Safety checklists for:

Periodic safety discussions are one of the most important ways workers can prepare for a crisis in the office or the classroom. ISU police suggest that these topics be covered in those discussions:

  • Where emergency exits are located
  • Whether a building's windows can be opened
  • What the plan is for evacuating the building
  • Who should make the call to emergency personnel
  • Where to hide if the exit is blocked by a violent intruder

In the classroom

Classroom safety starts with important safety information included in syllabi. Additionally, instructors should have first-day discussions with students on what they should do and where they should go in emergencies.

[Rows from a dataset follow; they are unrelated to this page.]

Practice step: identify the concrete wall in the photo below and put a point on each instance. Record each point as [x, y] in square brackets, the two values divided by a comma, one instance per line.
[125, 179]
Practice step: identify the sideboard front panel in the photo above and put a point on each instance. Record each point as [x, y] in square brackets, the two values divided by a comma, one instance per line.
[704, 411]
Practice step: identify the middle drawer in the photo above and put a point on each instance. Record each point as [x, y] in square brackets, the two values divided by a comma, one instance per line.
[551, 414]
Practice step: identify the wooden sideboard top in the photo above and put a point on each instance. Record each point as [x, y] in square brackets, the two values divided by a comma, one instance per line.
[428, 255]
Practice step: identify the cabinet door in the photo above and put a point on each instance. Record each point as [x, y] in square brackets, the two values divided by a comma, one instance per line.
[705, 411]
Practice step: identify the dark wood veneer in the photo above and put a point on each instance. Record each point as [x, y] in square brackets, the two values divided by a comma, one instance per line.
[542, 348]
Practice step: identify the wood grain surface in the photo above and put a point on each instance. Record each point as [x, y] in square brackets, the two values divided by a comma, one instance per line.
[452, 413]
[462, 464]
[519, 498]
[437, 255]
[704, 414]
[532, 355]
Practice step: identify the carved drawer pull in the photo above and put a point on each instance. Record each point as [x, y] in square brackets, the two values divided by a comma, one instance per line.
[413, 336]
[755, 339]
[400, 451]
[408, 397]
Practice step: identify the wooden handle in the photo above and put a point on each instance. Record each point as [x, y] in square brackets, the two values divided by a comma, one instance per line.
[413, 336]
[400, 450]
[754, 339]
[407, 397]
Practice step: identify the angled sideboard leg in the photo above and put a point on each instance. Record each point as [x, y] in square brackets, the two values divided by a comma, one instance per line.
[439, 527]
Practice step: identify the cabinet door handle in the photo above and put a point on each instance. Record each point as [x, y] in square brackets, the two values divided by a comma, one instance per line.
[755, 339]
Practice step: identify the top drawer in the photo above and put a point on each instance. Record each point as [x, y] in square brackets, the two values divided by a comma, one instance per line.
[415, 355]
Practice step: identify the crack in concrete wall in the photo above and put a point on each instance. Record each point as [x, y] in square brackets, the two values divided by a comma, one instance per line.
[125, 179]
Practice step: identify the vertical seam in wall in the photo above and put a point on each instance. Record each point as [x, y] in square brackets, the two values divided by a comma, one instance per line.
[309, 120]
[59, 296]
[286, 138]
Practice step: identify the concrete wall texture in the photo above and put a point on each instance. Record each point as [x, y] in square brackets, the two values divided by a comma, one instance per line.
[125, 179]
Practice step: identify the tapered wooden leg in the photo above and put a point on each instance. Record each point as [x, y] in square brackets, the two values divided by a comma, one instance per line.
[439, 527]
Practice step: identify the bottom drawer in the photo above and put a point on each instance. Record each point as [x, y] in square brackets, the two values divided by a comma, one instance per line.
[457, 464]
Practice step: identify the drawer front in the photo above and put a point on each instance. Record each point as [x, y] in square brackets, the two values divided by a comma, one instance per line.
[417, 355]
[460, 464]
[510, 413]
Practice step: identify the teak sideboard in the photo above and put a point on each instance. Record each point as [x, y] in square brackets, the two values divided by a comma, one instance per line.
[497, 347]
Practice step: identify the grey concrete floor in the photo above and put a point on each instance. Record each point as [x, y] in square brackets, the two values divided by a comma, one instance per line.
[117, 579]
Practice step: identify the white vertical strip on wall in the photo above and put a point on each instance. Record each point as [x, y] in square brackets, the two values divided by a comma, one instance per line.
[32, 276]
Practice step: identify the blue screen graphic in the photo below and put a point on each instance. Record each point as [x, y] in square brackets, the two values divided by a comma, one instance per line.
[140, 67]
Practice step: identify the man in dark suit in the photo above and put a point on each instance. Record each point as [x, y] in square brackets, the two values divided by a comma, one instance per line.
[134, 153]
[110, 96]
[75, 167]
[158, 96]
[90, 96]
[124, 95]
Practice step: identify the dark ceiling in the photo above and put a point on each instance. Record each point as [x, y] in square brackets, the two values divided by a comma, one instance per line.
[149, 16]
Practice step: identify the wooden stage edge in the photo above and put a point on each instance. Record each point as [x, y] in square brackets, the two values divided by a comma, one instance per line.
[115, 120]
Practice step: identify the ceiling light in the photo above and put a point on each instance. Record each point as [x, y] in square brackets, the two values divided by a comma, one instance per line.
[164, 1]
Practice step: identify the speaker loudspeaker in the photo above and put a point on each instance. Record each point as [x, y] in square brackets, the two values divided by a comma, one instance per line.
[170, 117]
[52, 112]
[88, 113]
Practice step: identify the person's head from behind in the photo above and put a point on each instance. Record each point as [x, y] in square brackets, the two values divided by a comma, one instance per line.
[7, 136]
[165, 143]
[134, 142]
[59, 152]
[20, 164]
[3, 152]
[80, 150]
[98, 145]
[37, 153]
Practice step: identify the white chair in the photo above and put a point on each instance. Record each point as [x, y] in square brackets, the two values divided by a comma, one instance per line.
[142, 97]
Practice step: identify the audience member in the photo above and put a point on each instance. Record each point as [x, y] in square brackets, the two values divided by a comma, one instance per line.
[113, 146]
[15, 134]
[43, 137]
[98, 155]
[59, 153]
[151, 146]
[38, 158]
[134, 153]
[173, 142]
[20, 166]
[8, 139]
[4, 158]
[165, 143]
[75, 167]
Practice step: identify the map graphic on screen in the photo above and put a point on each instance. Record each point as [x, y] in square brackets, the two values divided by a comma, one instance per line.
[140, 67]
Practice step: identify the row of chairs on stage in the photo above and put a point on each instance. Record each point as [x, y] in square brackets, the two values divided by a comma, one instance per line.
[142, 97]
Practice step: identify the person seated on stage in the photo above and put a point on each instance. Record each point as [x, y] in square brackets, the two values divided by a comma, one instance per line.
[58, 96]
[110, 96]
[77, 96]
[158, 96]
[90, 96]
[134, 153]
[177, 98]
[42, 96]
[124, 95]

Every classroom includes an emergency response guide. The poster contains emergency numbers and bullet points on responding to fire, severe weather, violent incidents and other urgent situations. Classrooms also include maps with evacuation routes and other emergency info. The same information for every facility on campus is available on the building information website.

Best training resources

Safety information, ranging from training sessions by ISU police to online videos and presentations, is readily available to the university community. These are recommended by ISU police:

  • Emergency response video. This 8-minute video, produced by environmental health and safety and public safety, provides useful tips for responding to campus emergencies, including violent incidents. It's a good conversation starter for a staff discussion on workplace safety.
  • Recognizing and reporting disturbing behavior. ISU police offer this training, upon request of ISU groups and units. The focus is on recognizing warning signs of potentially violent behavior. This session is considered a precursor to the violent incident response training (below). To schedule the one- to two-hour training for a group, contact deputy chief Carrie Jacobs at 294-9848.
  • Violent incident response training. ISU police have given this popular three-hour training to 146 groups over the past three years. The training focuses on the ALICE (Alert, Lockdown, Inform, Counter, Evacuate) method of dealing with violent encounters. For scheduling and information, contact Lt. Elliott Florer at 294-4428.

Safer than most municipalities

ISU police note that Iowa State has many safety-related features and services that don't exist in most municipalities. Examples include:

  • The ISU Alert mass notification system
  • Free safety escort services
  • Emergency phones
  • Outdoor warning sirens with voice capability
  • Automated external defibrillators (AEDs)
  • Electronic card access for many buildings
  • Residence hall cameras, door peepholes and safety screens on many first-floor windows

All of that, of course, doesn't ensure safety. ISU police advise everyone to occasionally think about the unthinkable -- what would I do in a dangerous situation? Having an action plan already in mind could be life-saving.